FCA Proposes Simpler UK Investment Cost Disclosures
The Financial Conduct Authority proposed changes on 2 July to simplify how UK platforms, advisers and wealth managers communicate the costs of investing.
The proposal would align investment cost disclosures with the Consumer Composite Investments regime and require distributors to present their own costs alongside product costs when selling investments. The FCA said firms would also need to account regularly for the total cost of investing, including disclosures around fees and interest paid on client cash.

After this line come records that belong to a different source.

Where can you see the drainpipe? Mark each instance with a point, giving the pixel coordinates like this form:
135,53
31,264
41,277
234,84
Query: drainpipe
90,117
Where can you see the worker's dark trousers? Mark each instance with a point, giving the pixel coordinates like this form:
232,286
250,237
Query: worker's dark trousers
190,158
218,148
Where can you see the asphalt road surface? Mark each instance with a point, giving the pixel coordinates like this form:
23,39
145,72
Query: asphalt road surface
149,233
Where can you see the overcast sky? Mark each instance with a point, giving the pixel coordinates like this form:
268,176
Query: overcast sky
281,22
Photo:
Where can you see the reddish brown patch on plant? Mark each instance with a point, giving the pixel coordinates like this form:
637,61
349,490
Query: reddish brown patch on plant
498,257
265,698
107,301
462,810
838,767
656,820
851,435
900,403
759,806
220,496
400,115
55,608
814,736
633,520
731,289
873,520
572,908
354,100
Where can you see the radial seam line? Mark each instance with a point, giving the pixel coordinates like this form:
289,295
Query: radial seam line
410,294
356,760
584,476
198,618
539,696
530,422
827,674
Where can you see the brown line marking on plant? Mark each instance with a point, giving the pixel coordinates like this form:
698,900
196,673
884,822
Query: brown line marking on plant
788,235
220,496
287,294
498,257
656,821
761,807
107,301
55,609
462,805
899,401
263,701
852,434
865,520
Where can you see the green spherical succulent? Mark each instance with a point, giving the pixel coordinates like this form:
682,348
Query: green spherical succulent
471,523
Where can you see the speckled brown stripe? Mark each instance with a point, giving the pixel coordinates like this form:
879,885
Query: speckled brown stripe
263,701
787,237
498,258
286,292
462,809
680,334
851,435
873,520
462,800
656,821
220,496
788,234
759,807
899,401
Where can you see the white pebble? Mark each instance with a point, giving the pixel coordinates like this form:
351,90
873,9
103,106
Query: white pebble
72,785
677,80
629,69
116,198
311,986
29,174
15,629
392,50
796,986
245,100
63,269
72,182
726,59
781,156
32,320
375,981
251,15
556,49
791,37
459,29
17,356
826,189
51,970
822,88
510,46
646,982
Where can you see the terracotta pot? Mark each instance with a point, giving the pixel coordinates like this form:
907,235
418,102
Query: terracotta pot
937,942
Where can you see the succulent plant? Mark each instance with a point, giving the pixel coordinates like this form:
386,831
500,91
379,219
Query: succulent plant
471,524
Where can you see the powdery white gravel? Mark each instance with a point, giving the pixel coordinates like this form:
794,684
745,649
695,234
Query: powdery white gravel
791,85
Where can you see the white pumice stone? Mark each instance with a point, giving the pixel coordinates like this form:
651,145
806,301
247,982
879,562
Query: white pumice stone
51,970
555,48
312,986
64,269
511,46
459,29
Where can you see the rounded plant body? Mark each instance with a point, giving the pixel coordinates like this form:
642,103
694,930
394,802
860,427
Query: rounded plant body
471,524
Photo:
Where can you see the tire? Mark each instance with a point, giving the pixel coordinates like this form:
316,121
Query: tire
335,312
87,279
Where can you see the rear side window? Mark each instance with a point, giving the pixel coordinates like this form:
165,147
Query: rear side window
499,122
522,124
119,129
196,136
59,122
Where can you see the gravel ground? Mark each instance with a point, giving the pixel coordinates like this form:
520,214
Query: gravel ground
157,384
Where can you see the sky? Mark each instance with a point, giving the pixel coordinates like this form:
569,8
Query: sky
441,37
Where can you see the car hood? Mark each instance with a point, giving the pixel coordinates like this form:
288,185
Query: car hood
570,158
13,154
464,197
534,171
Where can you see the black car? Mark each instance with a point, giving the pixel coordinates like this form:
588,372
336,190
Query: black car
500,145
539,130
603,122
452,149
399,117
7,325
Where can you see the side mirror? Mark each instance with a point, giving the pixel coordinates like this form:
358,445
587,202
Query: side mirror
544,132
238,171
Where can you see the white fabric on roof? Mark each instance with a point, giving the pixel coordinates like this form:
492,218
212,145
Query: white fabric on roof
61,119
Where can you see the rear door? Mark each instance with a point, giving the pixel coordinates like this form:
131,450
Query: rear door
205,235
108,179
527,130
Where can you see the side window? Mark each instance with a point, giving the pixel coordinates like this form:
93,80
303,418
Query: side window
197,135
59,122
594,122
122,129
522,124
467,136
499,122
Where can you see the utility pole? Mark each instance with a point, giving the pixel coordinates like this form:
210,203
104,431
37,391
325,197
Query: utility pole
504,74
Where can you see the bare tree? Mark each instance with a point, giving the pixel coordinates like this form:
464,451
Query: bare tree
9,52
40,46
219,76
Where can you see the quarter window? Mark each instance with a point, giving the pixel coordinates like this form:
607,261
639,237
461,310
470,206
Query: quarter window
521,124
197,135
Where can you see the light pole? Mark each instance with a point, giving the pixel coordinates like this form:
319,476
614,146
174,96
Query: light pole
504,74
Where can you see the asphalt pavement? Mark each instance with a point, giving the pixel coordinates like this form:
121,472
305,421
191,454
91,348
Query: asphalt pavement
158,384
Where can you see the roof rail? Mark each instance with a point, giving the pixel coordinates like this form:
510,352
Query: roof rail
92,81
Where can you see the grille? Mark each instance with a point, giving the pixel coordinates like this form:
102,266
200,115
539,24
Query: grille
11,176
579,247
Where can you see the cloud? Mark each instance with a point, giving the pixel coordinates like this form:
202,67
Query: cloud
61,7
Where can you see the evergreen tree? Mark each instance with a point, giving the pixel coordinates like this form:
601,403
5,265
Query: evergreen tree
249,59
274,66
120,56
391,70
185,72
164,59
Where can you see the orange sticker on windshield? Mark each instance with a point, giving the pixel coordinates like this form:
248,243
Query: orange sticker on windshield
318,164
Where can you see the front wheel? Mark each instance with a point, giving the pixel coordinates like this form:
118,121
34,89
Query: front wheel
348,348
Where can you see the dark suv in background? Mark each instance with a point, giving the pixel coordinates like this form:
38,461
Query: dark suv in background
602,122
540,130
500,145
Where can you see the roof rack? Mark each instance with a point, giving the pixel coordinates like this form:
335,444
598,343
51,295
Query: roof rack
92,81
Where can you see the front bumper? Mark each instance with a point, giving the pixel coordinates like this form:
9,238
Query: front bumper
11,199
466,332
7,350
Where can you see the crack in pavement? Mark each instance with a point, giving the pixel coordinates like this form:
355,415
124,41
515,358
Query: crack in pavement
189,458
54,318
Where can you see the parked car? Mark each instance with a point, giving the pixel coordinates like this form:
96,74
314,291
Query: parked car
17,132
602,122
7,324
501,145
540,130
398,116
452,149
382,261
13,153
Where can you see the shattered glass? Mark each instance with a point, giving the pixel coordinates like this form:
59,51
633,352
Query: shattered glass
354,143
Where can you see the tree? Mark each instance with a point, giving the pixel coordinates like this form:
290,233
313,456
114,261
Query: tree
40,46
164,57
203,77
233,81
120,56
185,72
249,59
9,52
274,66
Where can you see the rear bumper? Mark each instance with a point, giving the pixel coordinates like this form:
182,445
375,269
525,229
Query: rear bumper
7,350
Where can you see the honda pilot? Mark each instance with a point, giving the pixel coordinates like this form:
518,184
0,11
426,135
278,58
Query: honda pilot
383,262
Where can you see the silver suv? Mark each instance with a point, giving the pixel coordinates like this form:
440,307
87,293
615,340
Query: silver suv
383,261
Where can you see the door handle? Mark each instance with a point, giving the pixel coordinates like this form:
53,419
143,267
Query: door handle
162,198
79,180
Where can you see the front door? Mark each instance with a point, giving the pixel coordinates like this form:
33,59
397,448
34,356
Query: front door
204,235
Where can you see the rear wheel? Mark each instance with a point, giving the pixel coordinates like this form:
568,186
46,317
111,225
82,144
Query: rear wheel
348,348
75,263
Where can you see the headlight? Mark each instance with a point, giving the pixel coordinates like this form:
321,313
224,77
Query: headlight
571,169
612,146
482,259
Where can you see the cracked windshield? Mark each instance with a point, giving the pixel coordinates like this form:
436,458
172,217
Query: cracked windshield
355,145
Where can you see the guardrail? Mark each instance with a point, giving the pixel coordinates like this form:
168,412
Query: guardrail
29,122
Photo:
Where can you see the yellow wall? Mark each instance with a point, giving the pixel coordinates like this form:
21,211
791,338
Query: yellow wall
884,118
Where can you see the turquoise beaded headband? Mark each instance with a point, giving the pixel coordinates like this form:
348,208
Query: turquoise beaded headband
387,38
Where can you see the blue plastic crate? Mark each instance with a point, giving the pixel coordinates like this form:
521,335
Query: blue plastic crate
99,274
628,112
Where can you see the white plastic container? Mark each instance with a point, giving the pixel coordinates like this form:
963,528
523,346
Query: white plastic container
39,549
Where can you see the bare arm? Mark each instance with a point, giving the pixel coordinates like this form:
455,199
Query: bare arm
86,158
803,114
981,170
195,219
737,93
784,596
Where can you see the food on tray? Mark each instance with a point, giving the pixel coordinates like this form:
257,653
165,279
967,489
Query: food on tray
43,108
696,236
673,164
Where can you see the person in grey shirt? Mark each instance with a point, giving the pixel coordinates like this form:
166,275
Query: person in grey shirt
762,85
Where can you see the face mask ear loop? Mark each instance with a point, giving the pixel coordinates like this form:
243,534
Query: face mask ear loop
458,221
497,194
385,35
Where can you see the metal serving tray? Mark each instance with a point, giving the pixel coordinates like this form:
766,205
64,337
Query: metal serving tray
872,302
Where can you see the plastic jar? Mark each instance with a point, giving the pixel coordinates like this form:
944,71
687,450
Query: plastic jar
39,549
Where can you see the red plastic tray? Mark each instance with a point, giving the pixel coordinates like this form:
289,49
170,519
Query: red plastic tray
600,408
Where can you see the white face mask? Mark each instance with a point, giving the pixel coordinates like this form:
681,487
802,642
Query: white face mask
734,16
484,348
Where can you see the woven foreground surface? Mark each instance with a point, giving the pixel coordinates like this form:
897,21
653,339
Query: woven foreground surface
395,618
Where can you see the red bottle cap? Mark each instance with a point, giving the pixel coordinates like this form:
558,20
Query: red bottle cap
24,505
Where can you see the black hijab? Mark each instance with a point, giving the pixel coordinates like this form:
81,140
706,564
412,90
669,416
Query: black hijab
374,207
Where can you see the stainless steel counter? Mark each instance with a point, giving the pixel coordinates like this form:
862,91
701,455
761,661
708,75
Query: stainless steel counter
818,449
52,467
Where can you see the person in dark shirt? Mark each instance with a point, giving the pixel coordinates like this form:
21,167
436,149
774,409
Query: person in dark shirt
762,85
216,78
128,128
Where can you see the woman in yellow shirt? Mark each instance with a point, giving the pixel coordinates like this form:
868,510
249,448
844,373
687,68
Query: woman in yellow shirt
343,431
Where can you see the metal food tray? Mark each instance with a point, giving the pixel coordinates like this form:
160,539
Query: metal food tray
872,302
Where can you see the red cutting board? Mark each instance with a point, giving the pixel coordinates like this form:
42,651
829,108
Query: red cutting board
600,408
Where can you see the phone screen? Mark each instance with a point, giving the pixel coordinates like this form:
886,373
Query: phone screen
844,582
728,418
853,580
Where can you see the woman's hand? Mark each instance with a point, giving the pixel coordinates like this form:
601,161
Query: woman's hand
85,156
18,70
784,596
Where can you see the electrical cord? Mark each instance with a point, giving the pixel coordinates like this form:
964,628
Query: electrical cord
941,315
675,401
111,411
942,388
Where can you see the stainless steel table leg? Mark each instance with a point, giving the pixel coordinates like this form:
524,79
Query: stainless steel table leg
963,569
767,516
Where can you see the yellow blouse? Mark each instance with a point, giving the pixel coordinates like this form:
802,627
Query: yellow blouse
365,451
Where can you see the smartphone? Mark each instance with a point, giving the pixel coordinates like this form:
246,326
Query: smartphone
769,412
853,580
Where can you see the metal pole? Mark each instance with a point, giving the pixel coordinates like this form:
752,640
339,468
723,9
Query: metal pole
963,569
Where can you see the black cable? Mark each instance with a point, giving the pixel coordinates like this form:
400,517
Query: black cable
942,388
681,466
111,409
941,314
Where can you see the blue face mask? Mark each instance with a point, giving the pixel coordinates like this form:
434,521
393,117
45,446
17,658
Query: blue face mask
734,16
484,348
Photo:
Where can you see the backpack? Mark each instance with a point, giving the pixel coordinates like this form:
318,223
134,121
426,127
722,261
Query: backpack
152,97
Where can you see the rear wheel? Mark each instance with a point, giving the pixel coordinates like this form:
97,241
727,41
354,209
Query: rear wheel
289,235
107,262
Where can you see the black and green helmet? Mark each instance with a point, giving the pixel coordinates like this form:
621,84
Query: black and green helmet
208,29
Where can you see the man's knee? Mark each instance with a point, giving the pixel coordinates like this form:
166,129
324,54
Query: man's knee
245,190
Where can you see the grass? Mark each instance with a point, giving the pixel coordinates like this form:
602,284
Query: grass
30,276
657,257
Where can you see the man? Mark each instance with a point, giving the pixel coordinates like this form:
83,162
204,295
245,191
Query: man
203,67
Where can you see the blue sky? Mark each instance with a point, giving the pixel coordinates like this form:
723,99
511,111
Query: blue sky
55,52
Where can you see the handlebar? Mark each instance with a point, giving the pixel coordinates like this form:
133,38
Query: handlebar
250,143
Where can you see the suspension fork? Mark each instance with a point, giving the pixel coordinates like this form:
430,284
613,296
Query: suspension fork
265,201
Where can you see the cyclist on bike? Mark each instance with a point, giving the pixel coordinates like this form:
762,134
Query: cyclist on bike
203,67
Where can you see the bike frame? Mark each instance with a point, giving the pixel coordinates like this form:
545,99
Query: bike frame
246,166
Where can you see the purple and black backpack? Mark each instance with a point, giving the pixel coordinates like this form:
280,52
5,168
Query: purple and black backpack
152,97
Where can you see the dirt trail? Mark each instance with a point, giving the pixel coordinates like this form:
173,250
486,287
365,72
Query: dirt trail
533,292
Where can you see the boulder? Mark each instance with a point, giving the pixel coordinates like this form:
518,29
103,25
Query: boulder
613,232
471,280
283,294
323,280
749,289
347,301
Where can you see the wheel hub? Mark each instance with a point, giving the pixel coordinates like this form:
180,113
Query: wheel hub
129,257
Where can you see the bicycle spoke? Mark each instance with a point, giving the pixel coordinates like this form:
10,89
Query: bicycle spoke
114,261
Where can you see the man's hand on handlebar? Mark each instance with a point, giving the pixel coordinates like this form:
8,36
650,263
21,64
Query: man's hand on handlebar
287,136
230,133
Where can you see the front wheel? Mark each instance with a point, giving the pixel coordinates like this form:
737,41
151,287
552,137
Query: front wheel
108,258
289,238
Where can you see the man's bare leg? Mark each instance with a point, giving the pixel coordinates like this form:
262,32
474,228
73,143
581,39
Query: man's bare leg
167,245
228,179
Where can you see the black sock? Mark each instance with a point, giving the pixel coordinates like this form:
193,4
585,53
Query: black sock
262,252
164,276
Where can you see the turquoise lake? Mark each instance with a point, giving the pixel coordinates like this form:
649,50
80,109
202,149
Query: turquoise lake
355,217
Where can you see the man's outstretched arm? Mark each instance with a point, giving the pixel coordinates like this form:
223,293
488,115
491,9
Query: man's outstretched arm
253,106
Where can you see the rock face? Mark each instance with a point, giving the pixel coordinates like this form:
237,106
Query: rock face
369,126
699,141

The regulator said its review of current pre-sale disclosure documents found that only a small share were written in plain English. The consultation is open until 21 August 2026, while the broader CCI rules are due to apply from June 2027.
Why it matters
Cost disclosure directly affects how traders and long-term investors compare platforms, funds and advised services. Clearer presentation of product costs, distribution costs, advice charges and client-cash treatment could make broker and platform comparisons less dependent on dense documents that many customers never fully parse.
For brokers and platforms, the proposal may require changes to account pages, order journeys, pre-sale documents and periodic reporting.
What to watch next
Watch for responses from UK investment platforms, wealth managers, fund groups and consumer bodies before the 21 August deadline. The final rules will matter most where firms combine product charges, platform fees, advisory costs and cash-interest practices in one customer journey.